「ぞろぞろ」演読。
「なぜ?」をたくさんクリアしていかないと、登場人物がみんな同じ人になってしまう気がする。
ひとつひとつの台詞には、登場人物の心があって、それを理解しないことには、言葉が上滑りするような気がする。
おじいさんとおばあさんはいつから茶店を始めたのか。そもそも二人のなれそめは?
床屋の親方は、なぜ田んぼの中に店を開いたのか。
通りを人が全く通らない訳ではないらしいが、観音様や吉原までの通り道なのか。
というわけで、簡単に検索できる今はいい時代ですね(^-^;
そもそも「ぞろぞろ」は上方の噺であったらしい。それがこちらでも演じられるようになったとか。
では江戸の浅草の観音様の裏は、実際にはどうなっていたか。
「江戸切絵図」を見ると、なるほど、浅草寺の裏は田んぼ。そして、その真ん中には吉原。(明烏の「お稲荷さま」のことではないか(^-^;)

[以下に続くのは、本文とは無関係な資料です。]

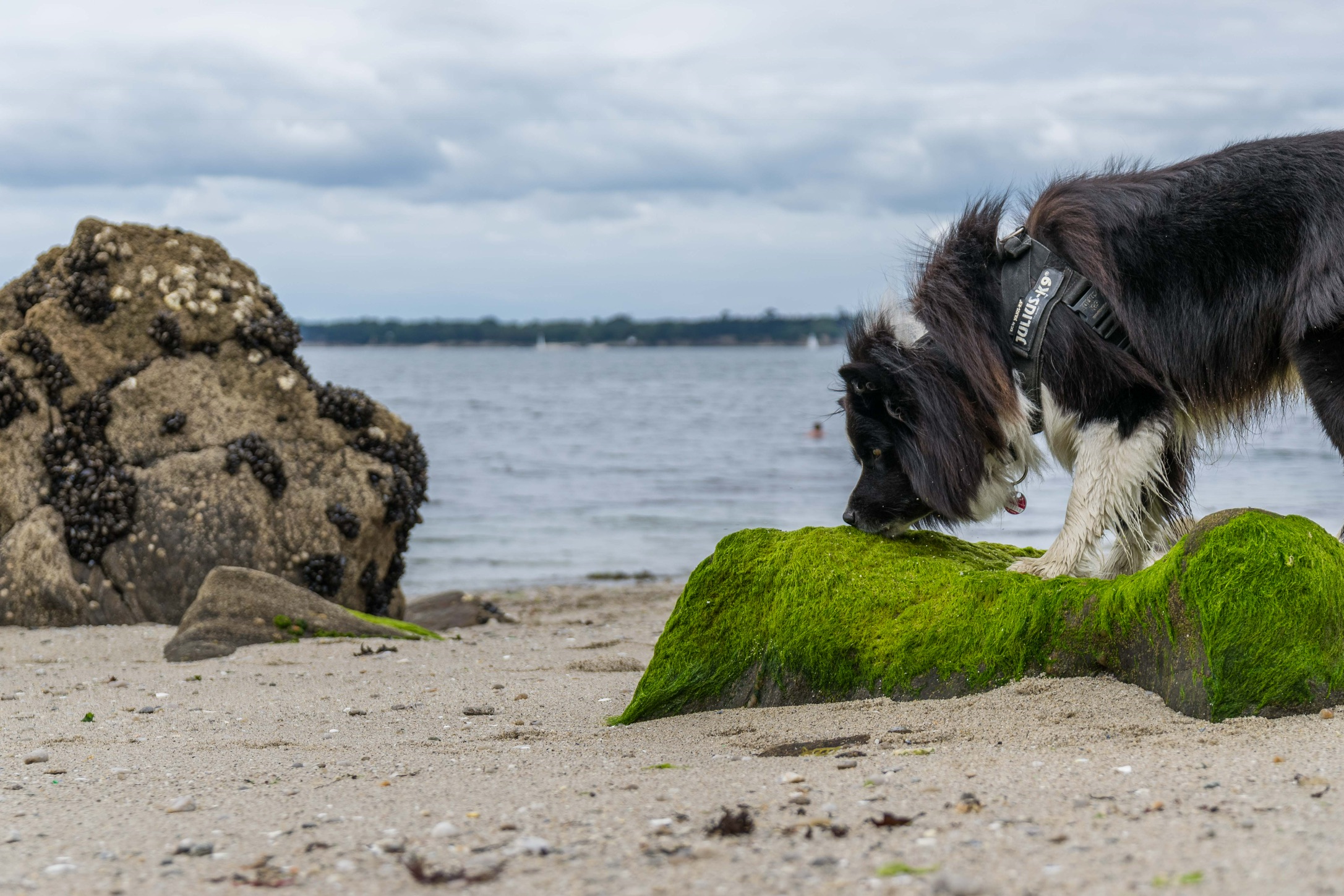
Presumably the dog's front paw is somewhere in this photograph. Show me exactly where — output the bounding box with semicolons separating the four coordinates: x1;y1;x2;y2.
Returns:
1008;553;1072;579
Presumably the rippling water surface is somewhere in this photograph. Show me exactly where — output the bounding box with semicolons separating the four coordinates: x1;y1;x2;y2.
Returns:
302;345;1344;595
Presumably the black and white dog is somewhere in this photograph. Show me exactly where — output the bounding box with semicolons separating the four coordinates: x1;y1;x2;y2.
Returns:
840;132;1344;578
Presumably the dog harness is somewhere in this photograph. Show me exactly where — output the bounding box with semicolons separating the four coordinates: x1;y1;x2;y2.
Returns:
999;227;1133;434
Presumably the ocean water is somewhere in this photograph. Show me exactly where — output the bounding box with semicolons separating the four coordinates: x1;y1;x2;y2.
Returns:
302;345;1344;597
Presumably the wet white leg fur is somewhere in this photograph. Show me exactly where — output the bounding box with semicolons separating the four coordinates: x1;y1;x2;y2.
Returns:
1008;390;1171;579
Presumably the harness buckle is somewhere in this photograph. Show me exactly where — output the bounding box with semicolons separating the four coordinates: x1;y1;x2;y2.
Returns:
999;227;1031;260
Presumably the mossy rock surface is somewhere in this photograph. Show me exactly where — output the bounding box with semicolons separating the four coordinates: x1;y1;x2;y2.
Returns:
614;508;1344;723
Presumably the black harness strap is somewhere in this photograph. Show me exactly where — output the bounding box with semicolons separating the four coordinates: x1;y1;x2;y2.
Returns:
999;227;1133;433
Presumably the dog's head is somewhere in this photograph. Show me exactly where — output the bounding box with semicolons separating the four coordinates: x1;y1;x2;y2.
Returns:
840;318;1001;535
840;199;1038;535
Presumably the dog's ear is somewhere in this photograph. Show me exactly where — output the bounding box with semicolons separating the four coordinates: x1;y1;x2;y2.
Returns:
911;199;1017;430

Wikipediaでは、浅草の「太郎稲荷」が舞台では、とある。
さすが、ちゃんと調べていらっしゃる方がいて、太郎稲荷は参詣が流行った年があって、翌年には寂れたらしい。へぇー。
じゃ、流行りの通りに店を出してみたものの、すぐ寂れてしまったというわけかしらん?
それなら、床屋の親方の独り言ともつながってくる。
おばあさんの心、ちょっとわかったかも。
おじいさんが一度もお参りしていない理由も、ちょっとわかったかも。